MIT professor calls it “AI washing”—and the pattern goes back decades. Wix just axed over 1,000 employees20% of its workforce—and CEO Avishai Abrahami had his explanation ready. AI represents “the most significant shift in how companies are built since the invention of modern programming languages in the 1970s,” he declared, necessitating a “faster, leaner, and flatter organization.”

Sound familiar? You’ve heard nearly identical language from Block’s Jack Dorsey (4,000 layoffs), executives at Snap and Atlassian, and countless others this year.

The Same Old Script Gets an AI Makeover

Companies have been promising “leaner teams” for decades—now they just blame the robots.

MIT professor emeritus Paul Osterman isn’t buying the hype. “They’ve been saying that for 20 years,” he notes about corporate promises of productivity through smaller teams. What’s new is executives openly admitting they simply don’t want more workers—with AI providing the perfect cover story.

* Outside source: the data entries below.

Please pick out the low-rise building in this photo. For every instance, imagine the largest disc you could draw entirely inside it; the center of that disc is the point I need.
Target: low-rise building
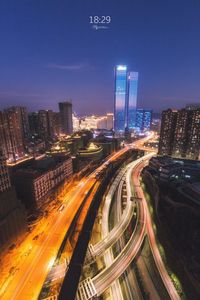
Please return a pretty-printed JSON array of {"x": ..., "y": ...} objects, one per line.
[{"x": 34, "y": 183}]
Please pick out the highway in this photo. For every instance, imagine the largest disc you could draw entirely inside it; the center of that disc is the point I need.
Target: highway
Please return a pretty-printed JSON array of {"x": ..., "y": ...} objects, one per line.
[
  {"x": 154, "y": 248},
  {"x": 104, "y": 279},
  {"x": 27, "y": 281}
]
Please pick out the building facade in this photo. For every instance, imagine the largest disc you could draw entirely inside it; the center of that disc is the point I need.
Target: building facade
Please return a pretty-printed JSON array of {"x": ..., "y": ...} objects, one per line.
[
  {"x": 132, "y": 99},
  {"x": 180, "y": 133},
  {"x": 12, "y": 213},
  {"x": 35, "y": 182},
  {"x": 120, "y": 115},
  {"x": 13, "y": 132},
  {"x": 66, "y": 117},
  {"x": 125, "y": 102}
]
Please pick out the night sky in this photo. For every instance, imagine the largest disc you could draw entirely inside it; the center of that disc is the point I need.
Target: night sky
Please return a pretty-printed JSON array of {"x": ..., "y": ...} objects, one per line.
[{"x": 49, "y": 52}]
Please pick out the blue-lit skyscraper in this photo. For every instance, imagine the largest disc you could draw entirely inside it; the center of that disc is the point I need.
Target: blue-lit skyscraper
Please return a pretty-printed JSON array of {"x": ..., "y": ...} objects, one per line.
[
  {"x": 125, "y": 99},
  {"x": 132, "y": 99},
  {"x": 120, "y": 116},
  {"x": 143, "y": 120},
  {"x": 147, "y": 118}
]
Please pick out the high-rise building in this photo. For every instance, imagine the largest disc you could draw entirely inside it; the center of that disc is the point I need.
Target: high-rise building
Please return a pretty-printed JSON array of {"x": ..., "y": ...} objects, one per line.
[
  {"x": 45, "y": 122},
  {"x": 125, "y": 99},
  {"x": 33, "y": 123},
  {"x": 109, "y": 117},
  {"x": 143, "y": 120},
  {"x": 181, "y": 135},
  {"x": 132, "y": 99},
  {"x": 147, "y": 119},
  {"x": 168, "y": 125},
  {"x": 13, "y": 216},
  {"x": 193, "y": 135},
  {"x": 56, "y": 123},
  {"x": 4, "y": 177},
  {"x": 13, "y": 132},
  {"x": 66, "y": 117},
  {"x": 120, "y": 121}
]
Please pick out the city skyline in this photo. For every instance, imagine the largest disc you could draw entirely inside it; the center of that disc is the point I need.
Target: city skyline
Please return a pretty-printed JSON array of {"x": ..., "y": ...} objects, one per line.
[{"x": 55, "y": 54}]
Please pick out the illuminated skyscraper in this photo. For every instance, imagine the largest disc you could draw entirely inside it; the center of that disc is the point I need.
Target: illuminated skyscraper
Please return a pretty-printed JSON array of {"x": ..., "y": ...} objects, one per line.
[
  {"x": 132, "y": 99},
  {"x": 125, "y": 98},
  {"x": 120, "y": 98},
  {"x": 66, "y": 117}
]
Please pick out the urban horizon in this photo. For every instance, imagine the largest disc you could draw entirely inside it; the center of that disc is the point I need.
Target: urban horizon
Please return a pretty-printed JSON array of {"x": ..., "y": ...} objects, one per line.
[{"x": 99, "y": 150}]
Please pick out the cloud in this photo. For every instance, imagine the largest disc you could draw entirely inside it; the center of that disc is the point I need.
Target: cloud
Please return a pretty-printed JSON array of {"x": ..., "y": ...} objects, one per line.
[{"x": 75, "y": 67}]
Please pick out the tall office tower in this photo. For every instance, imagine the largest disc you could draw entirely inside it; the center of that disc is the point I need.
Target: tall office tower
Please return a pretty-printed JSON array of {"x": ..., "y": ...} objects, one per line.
[
  {"x": 132, "y": 99},
  {"x": 139, "y": 119},
  {"x": 13, "y": 216},
  {"x": 33, "y": 123},
  {"x": 181, "y": 133},
  {"x": 12, "y": 133},
  {"x": 66, "y": 117},
  {"x": 168, "y": 125},
  {"x": 4, "y": 177},
  {"x": 45, "y": 123},
  {"x": 24, "y": 121},
  {"x": 193, "y": 149},
  {"x": 125, "y": 99},
  {"x": 109, "y": 121},
  {"x": 56, "y": 123},
  {"x": 147, "y": 119},
  {"x": 120, "y": 115}
]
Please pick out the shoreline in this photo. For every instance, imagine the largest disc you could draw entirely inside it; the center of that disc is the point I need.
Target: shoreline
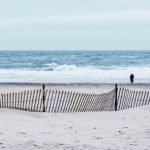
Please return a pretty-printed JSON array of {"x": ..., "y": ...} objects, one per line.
[{"x": 96, "y": 88}]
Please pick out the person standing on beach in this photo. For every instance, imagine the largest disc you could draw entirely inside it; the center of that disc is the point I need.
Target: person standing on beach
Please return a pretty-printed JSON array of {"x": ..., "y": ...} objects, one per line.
[{"x": 132, "y": 78}]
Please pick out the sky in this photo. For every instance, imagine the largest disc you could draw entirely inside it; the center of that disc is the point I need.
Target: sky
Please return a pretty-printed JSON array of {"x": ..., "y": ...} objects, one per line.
[{"x": 74, "y": 24}]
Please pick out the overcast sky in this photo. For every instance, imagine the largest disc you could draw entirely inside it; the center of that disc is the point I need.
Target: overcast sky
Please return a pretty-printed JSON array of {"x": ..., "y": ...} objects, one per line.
[{"x": 74, "y": 24}]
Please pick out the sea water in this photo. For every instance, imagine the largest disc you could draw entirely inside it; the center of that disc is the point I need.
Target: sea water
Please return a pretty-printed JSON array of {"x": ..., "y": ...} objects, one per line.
[{"x": 74, "y": 66}]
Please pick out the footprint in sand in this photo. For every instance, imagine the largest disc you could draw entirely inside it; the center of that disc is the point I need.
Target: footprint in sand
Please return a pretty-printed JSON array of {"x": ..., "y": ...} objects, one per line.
[
  {"x": 70, "y": 127},
  {"x": 22, "y": 133}
]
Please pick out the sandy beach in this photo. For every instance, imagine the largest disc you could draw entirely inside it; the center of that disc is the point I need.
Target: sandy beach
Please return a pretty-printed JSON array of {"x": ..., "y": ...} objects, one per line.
[{"x": 122, "y": 130}]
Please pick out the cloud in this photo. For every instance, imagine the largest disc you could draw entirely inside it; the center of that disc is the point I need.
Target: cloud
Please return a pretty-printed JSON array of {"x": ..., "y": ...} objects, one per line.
[{"x": 77, "y": 18}]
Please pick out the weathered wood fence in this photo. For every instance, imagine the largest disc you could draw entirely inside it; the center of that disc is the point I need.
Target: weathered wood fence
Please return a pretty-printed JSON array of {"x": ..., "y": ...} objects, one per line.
[
  {"x": 57, "y": 101},
  {"x": 132, "y": 98}
]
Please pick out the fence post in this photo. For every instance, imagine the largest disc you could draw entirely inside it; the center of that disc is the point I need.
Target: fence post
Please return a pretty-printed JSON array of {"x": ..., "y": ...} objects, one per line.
[
  {"x": 116, "y": 101},
  {"x": 43, "y": 98}
]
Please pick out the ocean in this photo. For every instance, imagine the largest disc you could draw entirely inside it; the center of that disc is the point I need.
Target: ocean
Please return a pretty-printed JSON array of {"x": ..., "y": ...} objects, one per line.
[{"x": 74, "y": 66}]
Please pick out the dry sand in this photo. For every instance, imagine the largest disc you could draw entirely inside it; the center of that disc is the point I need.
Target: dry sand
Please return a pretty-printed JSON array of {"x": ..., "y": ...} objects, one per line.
[{"x": 122, "y": 130}]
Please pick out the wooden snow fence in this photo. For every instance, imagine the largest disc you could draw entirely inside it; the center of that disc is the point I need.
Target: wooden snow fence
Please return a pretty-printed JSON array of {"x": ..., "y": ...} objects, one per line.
[
  {"x": 132, "y": 98},
  {"x": 57, "y": 101}
]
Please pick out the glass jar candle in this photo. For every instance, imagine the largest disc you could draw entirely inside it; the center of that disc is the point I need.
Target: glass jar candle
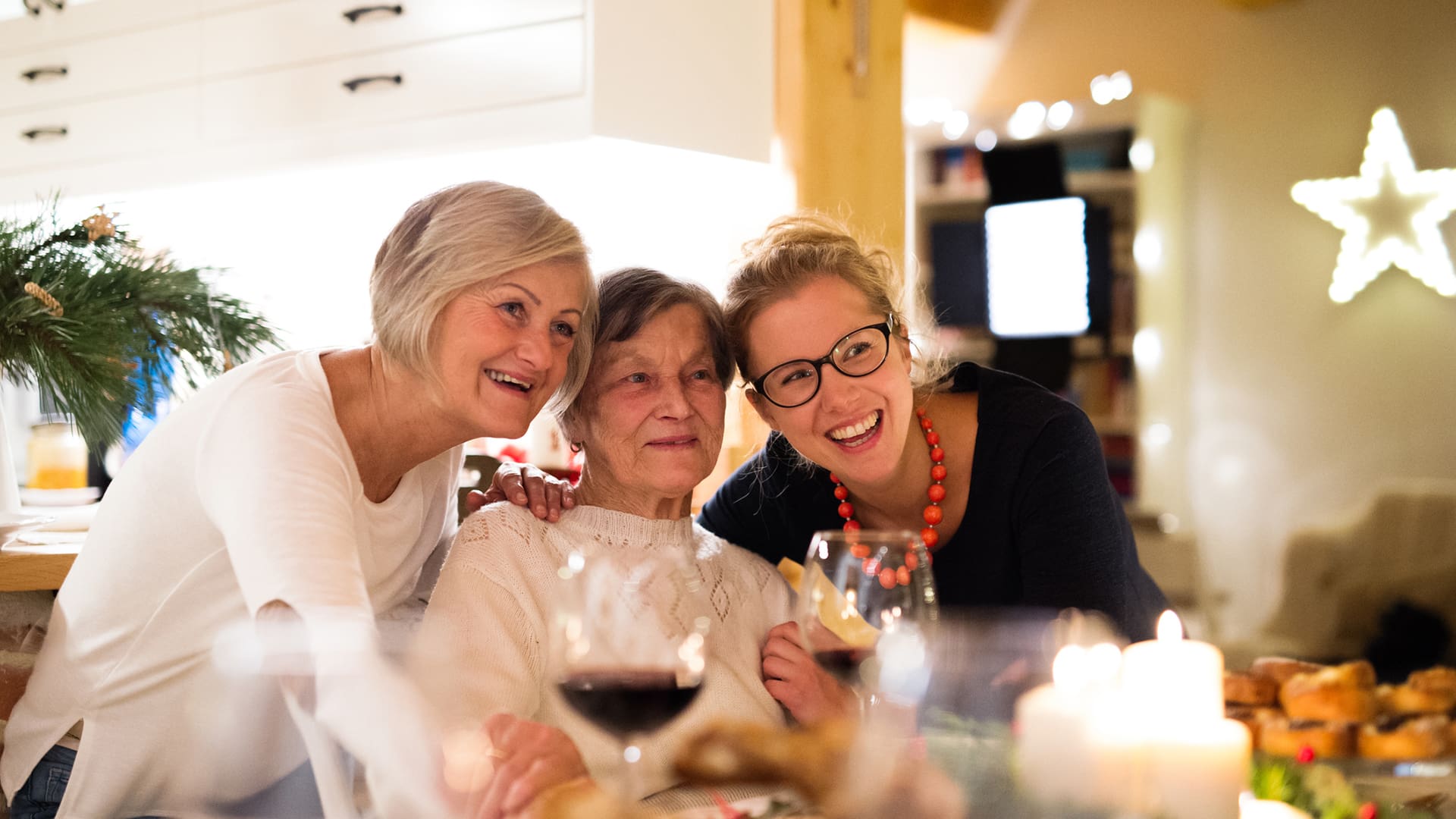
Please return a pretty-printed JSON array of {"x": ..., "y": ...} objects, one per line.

“AI is a perfect excuse to justify big layoffs,” Osterman argues. “It makes it seem as if it’s not our decision, our fault—it’s the technology.”

The numbers back up his skepticism. Gartner surveyed 350 executives at billion-dollar companies and found 80% reduced headcount regardless of whether their AI projects actually delivered returns. Meanwhile, markets reward the narrative: Cisco’s stock jumped 13% after announcing 4,000 layoffs framed around strategic transformation. Like recessions before it, AI gives executives convenient cover for cuts they planned anyway.

When the Math Doesn’t Add Up

Data reveals most “AI layoffs” happen before companies see any real productivity gains.

Challenger, Gray & Christmas tracked 49,135 AI-related layoffs in just the first few months of 2026—nearly matching all of 2025. Yet many of these cuts stem from budget reallocations toward expensive AI infrastructure, not actual job automation. Microsoft and Meta explicitly said they needed to shed workers to fund AI investments, not because AI replaced those roles.

Even OpenAI’s Sam Altman acknowledges some of this is “AI washing”—companies blaming technology for layoffs they’d execute regardless. The real drivers remain boringly familiar: pandemic over-hiring, currency pressures (like Wix’s Israeli shekel headaches), and investor demands for efficiency.

Osterman’s research shows this connects to a broader shift toward “disposable workers”—contractors and gig employees who now comprise roughly 35% of the workforce.

Corporate America is perfecting the art of technological deflection. When your company’s next restructuring gets blamed on AI, remember: the employment system isn’t inevitable technological destiny—it’s a choice executives make, then find convenient ways to explain.